While Powell acknowledged the decrease in inflation in recent months, he repeatedly stressed the need to see more data confirming this downward trend. He added, “We believe our policy rate has likely reached its peak for this tightening cycle, and if the economy generally evolves as we expect, it will probably be appropriate to begin reducing policy rigour at some point this year.” However, “We are prepared to maintain the current target range for the federal funds rate longer if appropriate.”

Investors have reduced the likelihood of a rate cut in March. Goldman Sachs economists have pushed their first-rate cut forecasts from March to May while maintaining their call for five cuts this year and three more in 2025. The Fed still needs to change its stance, and investor optimism remains unshaken.

In their post-meeting statement, policymakers refined their description of economic activity. After stronger-than-expected economic growth in the fourth quarter, the committee described activity as “expanding at a solid pace.”
Among other changes in the statement, the committee omitted terms that had been included in one form or another since March, describing the banking system as “healthy and resilient” and warning that stricter credit conditions could weigh on the economy. Overall, the economy performed better than policymakers expected last year.
Inflation dropped significantly, with the Fed’s preferred measure ending the year at 2.6%. The economy grew faster, with GDP rising by 2.5%. And the labour market strengthened, with an unemployment rate of 3.7% in December.
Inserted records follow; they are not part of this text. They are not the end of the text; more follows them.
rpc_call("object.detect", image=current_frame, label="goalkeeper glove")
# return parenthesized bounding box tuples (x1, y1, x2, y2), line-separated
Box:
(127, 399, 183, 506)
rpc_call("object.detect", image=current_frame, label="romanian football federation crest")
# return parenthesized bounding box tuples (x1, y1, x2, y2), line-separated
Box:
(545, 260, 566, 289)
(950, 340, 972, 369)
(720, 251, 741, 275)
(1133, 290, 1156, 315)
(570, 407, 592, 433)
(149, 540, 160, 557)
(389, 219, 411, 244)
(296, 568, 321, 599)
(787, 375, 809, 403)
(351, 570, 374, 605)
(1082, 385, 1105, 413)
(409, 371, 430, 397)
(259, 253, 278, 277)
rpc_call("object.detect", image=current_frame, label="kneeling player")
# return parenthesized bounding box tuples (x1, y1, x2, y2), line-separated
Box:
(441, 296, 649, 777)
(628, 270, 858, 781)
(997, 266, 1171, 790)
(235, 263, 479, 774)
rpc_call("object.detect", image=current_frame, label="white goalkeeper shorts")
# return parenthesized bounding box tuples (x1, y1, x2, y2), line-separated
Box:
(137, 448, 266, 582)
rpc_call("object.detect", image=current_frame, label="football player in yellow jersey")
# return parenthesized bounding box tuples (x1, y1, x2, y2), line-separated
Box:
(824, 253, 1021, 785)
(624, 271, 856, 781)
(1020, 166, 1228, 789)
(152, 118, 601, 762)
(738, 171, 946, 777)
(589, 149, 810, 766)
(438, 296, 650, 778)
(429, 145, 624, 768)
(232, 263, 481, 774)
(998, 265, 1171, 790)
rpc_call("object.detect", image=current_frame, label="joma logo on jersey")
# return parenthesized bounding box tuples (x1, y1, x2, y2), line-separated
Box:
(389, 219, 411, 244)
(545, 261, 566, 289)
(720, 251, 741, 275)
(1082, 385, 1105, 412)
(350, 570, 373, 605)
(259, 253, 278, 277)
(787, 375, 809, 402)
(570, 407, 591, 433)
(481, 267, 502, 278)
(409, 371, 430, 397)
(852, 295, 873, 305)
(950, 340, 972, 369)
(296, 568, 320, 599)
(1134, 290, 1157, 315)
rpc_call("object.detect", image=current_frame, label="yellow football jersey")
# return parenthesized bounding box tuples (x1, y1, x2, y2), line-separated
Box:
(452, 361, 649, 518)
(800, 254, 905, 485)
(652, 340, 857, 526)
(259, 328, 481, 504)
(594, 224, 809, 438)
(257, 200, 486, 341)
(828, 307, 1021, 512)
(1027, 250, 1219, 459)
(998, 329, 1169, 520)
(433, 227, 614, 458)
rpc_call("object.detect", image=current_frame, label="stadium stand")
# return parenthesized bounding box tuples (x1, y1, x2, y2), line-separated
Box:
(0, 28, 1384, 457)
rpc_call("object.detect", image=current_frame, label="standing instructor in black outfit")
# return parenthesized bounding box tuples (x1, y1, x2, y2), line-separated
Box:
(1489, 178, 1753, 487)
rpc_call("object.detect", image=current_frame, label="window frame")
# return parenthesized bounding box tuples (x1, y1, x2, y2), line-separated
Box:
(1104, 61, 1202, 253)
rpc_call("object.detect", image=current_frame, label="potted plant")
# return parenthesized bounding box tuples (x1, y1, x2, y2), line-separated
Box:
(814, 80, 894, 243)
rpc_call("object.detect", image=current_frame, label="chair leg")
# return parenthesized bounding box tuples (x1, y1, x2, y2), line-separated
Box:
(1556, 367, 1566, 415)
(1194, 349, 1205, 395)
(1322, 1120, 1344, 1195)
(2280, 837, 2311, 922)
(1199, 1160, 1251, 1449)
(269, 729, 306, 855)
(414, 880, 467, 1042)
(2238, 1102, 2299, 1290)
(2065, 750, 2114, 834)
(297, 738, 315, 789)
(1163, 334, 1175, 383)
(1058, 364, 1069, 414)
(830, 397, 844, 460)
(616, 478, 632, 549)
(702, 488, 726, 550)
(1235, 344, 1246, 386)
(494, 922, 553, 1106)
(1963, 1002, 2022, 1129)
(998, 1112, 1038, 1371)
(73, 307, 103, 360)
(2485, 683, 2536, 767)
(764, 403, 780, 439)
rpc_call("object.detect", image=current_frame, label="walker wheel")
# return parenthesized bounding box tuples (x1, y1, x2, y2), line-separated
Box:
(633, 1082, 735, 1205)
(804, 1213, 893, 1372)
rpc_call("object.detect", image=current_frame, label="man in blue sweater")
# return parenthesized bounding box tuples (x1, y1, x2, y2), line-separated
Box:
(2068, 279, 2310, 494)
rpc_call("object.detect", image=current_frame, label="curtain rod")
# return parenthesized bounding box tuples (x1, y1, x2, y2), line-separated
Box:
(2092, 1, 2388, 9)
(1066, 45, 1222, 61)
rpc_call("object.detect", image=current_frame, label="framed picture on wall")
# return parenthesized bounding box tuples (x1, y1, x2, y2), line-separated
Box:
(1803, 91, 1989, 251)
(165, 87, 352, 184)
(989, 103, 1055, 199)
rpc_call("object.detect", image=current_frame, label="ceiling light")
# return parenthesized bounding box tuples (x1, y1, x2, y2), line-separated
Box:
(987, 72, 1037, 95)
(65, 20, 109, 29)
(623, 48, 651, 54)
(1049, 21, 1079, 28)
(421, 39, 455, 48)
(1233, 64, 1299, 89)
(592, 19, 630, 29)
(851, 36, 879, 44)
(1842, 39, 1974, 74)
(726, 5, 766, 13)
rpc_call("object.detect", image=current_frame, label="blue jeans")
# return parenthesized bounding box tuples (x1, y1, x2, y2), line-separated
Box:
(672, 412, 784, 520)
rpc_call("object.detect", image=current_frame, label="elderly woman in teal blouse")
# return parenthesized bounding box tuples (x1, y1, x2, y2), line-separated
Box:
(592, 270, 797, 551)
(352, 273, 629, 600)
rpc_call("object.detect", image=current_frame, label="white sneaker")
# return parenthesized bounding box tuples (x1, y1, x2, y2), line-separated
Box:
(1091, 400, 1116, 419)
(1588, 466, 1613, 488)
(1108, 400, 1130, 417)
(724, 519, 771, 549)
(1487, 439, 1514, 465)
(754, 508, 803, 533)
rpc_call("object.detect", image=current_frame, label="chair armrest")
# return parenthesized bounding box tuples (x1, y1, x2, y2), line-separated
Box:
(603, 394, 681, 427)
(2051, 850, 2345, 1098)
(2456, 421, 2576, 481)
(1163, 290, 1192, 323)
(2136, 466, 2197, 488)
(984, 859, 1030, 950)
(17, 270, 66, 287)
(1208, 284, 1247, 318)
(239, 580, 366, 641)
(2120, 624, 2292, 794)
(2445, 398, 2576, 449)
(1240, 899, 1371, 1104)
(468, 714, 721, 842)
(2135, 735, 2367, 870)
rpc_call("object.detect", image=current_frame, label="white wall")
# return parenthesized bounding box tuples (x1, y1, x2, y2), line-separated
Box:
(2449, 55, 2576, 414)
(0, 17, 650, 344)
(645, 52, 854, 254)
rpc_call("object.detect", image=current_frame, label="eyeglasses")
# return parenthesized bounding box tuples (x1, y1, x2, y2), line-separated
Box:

The FOMC also took advantage of its first meeting of the year to reaffirm its long-term goals and monetary policy strategy, including its commitment to a 2% average inflation target.
With strong economic activity and labour markets and inflation gradually coming down to 2%, I see no reason for the Fed to act quickly.
The Fed is attempting to achieve something it has only succeeded once in its over 100-year history: controlling inflation through credit tightening without plunging the United States into a recession.
Moreover, it is trying to accomplish this task during a presidential election year in a deeply politically divided country and a high-risk international environment. The path to a rate cut could be smoother and certainly not guaranteed.